La Fondation Le Monarque à la recherche d'un toit


Publié le 9 février 2017

Gérard Vézina n'abandonne pas l'espoir de retrouver un local, mais pour le moment sa famille est sa priorité.

©Photo TC Media - Archives

SOCIÉTÉ. Installée au 4848, boulevard Sainte-Rose depuis l'automne 2015, la Fondation Le Monarque a dû quitter son local en début d'année, après la vente du petit centre commercial de Laval-Ouest.

Le bâtiment abritait aussi Ameublement Le Monarque, un magasin qui apportait de l'eau au moulin à l'organisme oeuvrant auprès des sans-abri et gens dans le besoin, une initiative de Gérard Vézina. «On nous a dit en décembre que le nouveau propriétaire voulait faire un restaurant, c'est pourquoi nous avons laissé le local», explique-t-il.

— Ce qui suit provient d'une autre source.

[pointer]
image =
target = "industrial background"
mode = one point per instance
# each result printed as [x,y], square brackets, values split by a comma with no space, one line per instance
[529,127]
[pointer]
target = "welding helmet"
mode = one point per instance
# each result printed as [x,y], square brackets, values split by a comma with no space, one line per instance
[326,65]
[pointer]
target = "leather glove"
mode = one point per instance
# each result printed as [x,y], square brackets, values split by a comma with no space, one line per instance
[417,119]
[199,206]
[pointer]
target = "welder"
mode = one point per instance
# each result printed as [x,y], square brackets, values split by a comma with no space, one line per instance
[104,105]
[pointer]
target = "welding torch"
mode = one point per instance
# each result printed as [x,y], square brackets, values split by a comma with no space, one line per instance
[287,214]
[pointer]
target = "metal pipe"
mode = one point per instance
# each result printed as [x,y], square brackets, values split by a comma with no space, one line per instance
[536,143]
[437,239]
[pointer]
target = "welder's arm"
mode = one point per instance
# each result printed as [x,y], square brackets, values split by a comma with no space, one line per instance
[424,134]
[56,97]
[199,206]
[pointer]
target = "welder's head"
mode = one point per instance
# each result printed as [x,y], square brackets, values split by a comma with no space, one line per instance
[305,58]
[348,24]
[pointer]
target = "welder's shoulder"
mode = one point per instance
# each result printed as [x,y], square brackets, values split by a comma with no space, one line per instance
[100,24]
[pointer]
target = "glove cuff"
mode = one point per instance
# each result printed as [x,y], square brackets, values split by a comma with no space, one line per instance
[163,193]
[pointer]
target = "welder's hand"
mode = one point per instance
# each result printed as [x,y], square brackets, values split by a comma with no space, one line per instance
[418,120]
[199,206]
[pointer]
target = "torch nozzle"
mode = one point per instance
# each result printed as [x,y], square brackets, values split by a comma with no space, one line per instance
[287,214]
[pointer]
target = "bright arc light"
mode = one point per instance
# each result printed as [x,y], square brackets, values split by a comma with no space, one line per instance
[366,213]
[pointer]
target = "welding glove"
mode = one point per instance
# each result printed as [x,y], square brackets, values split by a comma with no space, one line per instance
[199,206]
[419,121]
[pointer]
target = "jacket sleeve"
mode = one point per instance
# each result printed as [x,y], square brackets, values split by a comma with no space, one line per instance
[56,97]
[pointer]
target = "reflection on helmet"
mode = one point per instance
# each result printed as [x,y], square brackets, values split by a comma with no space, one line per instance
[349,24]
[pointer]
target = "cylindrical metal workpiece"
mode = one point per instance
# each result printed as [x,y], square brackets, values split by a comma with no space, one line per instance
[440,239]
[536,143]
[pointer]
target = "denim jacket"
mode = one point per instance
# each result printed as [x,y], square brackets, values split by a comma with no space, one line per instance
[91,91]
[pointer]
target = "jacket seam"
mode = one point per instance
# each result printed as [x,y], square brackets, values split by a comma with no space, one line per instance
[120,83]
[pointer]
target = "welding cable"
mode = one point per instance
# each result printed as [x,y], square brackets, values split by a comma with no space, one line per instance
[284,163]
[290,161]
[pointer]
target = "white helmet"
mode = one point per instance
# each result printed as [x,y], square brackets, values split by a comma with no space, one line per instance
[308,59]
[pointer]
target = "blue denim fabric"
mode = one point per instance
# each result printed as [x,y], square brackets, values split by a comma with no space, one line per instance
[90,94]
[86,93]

En plus de vendre, ou plus souvent qu'autrement donner, sofas, fauteuils, téléviseurs, matelas ou appareils ménagers, de la nourriture était aussi distribuée aux démunis. «Une bénévole a pris la liste des personnes qu'on aidait et elle les a appelées afin de les référer à d'autres ressources, comme Moisson Laval», mentionne Gérard Vézina.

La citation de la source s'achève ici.